Datafile

A Datafile is an Octue type that corresponds to a file, which may exist on your computer or in a cloud store. It has the following main attributes:

  • path - the path of this file, which may include folders or subfolders, within the dataset.

  • cluster - the integer cluster of files, within a dataset, to which this belongs (default 0)

  • sequence - a sequence number of this file within its cluster (if sequences are appropriate)

  • tags - key-value pairs of metadata relevant to this file

  • labels - a space-separated string or iterable of labels relevant to this file

  • timestamp - a posix timestamp associated with the file, in seconds since epoch, typically when it was created but could relate to a relevant time point for the data

Usage

Datafile can be used functionally or as a context manager.

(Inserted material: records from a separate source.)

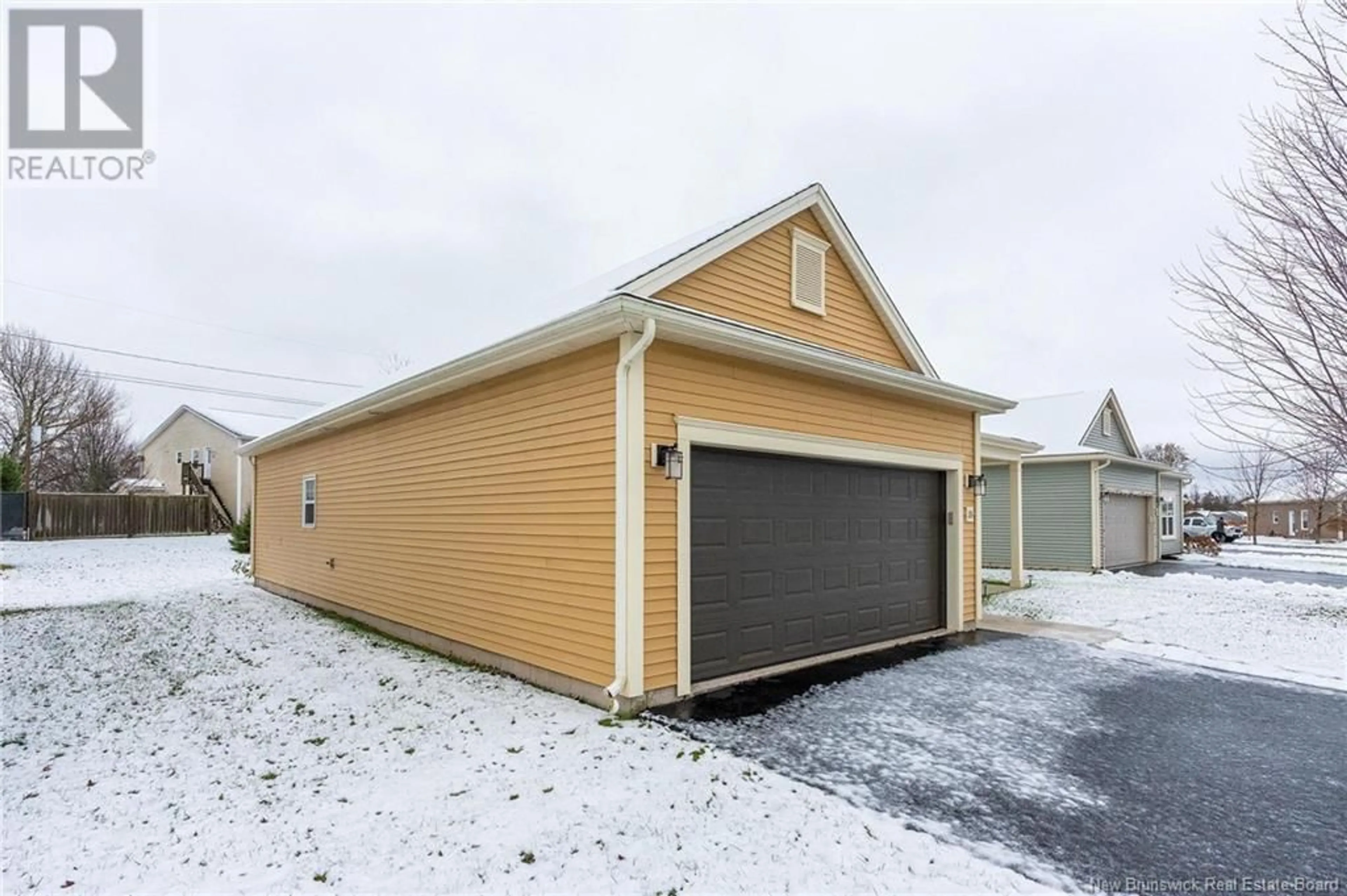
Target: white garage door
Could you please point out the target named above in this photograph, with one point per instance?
(1124, 530)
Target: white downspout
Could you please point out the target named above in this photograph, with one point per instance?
(1098, 502)
(624, 368)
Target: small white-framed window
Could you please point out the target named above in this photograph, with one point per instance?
(1167, 518)
(309, 502)
(809, 271)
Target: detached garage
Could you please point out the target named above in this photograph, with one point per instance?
(1087, 499)
(735, 461)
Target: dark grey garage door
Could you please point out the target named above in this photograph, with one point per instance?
(795, 557)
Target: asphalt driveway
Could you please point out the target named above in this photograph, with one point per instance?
(1098, 766)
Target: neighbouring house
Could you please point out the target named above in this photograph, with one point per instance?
(1087, 499)
(732, 459)
(209, 447)
(1302, 518)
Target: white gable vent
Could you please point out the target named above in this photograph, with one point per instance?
(807, 269)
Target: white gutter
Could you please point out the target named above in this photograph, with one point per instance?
(608, 320)
(624, 370)
(1097, 514)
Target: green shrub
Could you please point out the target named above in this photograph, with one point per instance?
(240, 537)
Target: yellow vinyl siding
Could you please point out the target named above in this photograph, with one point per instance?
(686, 382)
(484, 516)
(752, 285)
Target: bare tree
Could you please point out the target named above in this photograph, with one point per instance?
(1319, 476)
(1269, 301)
(1168, 453)
(1256, 473)
(93, 459)
(46, 401)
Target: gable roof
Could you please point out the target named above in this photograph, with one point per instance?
(1062, 422)
(622, 301)
(239, 426)
(650, 274)
(607, 321)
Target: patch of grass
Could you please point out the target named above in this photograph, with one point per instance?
(1327, 612)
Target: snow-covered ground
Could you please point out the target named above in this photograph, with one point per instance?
(1296, 633)
(1279, 554)
(168, 728)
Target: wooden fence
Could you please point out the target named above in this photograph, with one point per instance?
(56, 515)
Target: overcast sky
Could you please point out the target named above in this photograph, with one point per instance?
(344, 181)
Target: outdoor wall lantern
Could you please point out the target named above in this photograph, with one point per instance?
(671, 460)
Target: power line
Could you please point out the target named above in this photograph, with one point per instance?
(202, 367)
(196, 387)
(234, 410)
(182, 320)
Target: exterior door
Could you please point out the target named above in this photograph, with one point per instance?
(799, 557)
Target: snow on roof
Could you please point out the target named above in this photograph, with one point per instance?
(244, 425)
(1057, 422)
(592, 292)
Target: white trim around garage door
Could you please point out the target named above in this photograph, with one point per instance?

When used as a context manager, it is analogous to the builtin open function context manager. On exiting the context (with block), it closes the datafile locally and, if it is a cloud datafile, updates the cloud object with any data or metadata changes.

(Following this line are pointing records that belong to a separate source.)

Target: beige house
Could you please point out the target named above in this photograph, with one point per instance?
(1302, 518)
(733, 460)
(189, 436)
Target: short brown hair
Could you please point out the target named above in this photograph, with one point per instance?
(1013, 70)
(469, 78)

_images/datafile_use_cases.png

Example A

Scenario: Download a cloud object, calculate Octue metadata from its contents, and add the new metadata to the cloud object

Starting point: Object in cloud with or without Octue metadata

Goal: Object in cloud with updated metadata

from octue.resources import Datafile


project_name = "my-project"
bucket_name = "my-bucket",
datafile_path = "path/to/data.csv"

with Datafile.from_cloud(project_name, bucket_name, datafile_path, mode="r") as (datafile, f):
    data = f.read()
    new_metadata = metadata_calculating_function(data)

    datafile.timestamp = new_metadata["timestamp"]
    datafile.cluster = new_metadata["cluster"]
    datafile.sequence = new_metadata["sequence"]
    datafile.tags = new_metadata["tags"]
    datafile.labels = new_metadata["labels"]

Example B

Scenario: Add or update Octue metadata on an existing cloud object without downloading its content

Starting point: A cloud object with or without Octue metadata

Goal: Object in cloud with updated metadata

from datetime import datetime
from octue.resources import Datafile


project_name = "my-project"
bucket_name = "my-bucket"
datafile_path = "path/to/data.csv"

datafile = Datafile.from_cloud(project_name, bucket_name, datafile_path):

datafile.timestamp = datetime.now()
datafile.cluster = 0
datafile.sequence = 3
datafile.tags = {"manufacturer": "Vestas", "output": "1MW"}
datafile.labels = {"new"}

datafile.to_cloud()  # Or, datafile.update_cloud_metadata()

Example C

Scenario: Read in the contents and Octue metadata of an existing cloud object without intent to update it in the cloud

Starting point: A cloud object with Octue metadata

Goal: Cloud object data (contents) and metadata held locally in local variables

from octue.resources import Datafile


project_name = "my-project"
bucket_name = "my-bucket"
datafile_path = "path/to/data.csv"

datafile = Datafile.from_cloud(project_name, bucket_name, datafile_path)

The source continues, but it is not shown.